In an excellent online commentary for the New York Times, Mark Rank, a professor of social welfare at Washington University in St. Louis corrects much of the current conventional wisdom about poverty in the United States.
For example, he explains that poverty is more dispersed than is commonly recognized with respect to both time (“nearly 40 percent of Americans between the ages of 25 and 60 will experience at least one year below the official poverty line …, and 54 percent will spend a year in poverty or near poverty…”) and place (only about 10 percent of people with below-poverty annual incomes live in extremely poor urban neighborhoods). And he concludes by rightly noting that effective anti-poverty policies will “become a reality only when we begin to truly understand that poverty is an issue of us, rather than them.”
That said, I do have two picky points to add.
First, while Rank correctly says that about two-thirds of people with below-poverty incomes identify as white, it’s also worth noting that many of these self-identified whites living in poverty also identify as Latino. As the table below shows, about 58 percent of people living below the line are Latino, black, Asian/Pacific Islander, or Native American. Of course, this doesn’t mean that poverty today is any less an “issue of us, rather than them.” Census projects that non-Hispanic whites will become a minority within three decades and half of all youth will people of color by the end of this decade. In short, the demographics of poverty are best viewed as a leading indicator of the real and constantly evolving American “us.”

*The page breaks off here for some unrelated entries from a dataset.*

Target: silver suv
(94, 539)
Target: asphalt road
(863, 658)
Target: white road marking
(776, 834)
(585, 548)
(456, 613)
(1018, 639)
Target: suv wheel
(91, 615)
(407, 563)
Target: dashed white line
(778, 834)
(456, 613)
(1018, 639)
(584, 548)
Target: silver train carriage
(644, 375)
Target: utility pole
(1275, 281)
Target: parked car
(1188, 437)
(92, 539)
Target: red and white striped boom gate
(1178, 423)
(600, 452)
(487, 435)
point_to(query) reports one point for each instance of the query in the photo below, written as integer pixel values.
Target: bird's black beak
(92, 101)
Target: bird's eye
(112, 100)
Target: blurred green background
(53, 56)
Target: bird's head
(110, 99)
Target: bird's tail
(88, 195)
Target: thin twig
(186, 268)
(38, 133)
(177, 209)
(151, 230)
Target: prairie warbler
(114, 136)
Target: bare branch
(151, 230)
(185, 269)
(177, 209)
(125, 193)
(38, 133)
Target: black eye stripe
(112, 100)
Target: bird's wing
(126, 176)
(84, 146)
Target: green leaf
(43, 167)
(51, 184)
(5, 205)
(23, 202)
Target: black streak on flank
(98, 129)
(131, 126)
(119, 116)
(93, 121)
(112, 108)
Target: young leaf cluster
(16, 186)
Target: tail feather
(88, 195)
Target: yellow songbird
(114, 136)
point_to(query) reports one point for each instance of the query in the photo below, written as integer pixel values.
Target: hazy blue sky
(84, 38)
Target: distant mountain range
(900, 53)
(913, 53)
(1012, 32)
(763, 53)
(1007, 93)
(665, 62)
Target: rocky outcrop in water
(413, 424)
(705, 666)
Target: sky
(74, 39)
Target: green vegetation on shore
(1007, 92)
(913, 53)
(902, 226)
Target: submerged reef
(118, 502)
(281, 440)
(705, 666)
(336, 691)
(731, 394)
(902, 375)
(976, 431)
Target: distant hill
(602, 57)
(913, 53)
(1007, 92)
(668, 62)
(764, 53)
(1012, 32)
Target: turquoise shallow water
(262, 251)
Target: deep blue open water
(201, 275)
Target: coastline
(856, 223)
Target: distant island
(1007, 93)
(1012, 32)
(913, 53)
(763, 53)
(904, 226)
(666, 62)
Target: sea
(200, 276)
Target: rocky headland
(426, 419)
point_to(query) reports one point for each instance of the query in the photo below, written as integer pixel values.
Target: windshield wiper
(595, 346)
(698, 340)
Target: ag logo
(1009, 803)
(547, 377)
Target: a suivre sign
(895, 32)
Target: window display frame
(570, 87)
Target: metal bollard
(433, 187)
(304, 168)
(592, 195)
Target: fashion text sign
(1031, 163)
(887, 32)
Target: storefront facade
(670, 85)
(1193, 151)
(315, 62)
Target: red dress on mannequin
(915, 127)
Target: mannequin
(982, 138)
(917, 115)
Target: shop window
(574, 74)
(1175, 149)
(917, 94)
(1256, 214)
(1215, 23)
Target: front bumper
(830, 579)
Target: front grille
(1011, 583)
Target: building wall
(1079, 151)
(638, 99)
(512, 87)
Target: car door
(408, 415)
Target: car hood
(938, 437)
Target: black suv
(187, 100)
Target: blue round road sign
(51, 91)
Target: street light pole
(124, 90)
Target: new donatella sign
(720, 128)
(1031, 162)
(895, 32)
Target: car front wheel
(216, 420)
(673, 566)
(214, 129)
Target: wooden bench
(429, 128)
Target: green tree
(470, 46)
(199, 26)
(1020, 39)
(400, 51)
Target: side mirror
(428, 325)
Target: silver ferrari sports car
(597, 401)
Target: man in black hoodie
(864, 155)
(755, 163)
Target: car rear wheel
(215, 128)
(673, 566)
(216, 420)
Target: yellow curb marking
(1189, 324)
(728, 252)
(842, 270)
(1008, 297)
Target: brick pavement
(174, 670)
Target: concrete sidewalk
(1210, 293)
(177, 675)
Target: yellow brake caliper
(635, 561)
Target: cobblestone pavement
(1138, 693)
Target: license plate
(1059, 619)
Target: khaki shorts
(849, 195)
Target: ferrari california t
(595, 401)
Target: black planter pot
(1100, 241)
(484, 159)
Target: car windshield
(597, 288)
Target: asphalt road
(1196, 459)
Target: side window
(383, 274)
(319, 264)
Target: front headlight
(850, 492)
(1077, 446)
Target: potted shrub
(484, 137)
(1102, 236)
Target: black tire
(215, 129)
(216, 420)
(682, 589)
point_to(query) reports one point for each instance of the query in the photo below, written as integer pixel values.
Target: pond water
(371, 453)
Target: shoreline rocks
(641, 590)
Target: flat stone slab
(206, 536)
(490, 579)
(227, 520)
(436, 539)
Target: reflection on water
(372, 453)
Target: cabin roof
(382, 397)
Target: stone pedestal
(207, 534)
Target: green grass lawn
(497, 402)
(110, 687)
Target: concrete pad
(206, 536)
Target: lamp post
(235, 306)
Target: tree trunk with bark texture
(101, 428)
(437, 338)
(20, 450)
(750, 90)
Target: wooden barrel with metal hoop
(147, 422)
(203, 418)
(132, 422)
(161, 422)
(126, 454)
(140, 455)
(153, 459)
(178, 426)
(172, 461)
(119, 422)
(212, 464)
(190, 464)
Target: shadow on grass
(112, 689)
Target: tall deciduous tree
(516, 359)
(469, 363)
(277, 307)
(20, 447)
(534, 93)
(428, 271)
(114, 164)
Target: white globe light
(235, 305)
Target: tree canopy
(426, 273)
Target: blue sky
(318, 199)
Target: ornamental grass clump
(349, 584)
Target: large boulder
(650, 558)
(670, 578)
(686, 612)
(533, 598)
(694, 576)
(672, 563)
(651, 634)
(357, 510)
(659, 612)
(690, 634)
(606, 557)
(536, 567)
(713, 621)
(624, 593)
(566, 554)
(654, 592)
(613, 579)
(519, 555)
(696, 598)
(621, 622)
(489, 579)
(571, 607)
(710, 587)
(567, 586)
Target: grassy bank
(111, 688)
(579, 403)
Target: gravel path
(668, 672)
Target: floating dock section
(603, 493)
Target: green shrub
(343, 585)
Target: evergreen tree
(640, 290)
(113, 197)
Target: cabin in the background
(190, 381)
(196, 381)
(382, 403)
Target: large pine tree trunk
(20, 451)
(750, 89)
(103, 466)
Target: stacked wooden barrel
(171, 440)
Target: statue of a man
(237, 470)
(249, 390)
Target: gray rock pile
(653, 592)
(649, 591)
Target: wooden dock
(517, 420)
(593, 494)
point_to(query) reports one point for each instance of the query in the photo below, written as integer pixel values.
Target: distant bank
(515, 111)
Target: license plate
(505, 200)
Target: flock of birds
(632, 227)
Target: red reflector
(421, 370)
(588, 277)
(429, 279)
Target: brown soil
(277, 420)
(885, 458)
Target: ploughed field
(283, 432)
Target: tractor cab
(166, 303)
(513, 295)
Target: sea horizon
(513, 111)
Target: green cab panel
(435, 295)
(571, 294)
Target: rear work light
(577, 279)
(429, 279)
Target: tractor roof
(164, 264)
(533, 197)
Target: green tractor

Second, while poverty is, as Rank puts it, mainstream in the United States, it’s also something that happens to the working class more than the middle class, and the upper class barely at all. Class isn’t really mentioned in Rank’s piece—or in most media discussions of poverty, except for occasional mentions of that old Charles-Murray-by way-of-Freidrich-Nieztsche chestnut: The Underclass—so it’s worth remembering that low-income people most often self-identify in class terms as working class (and not as “poor” or “lower class”).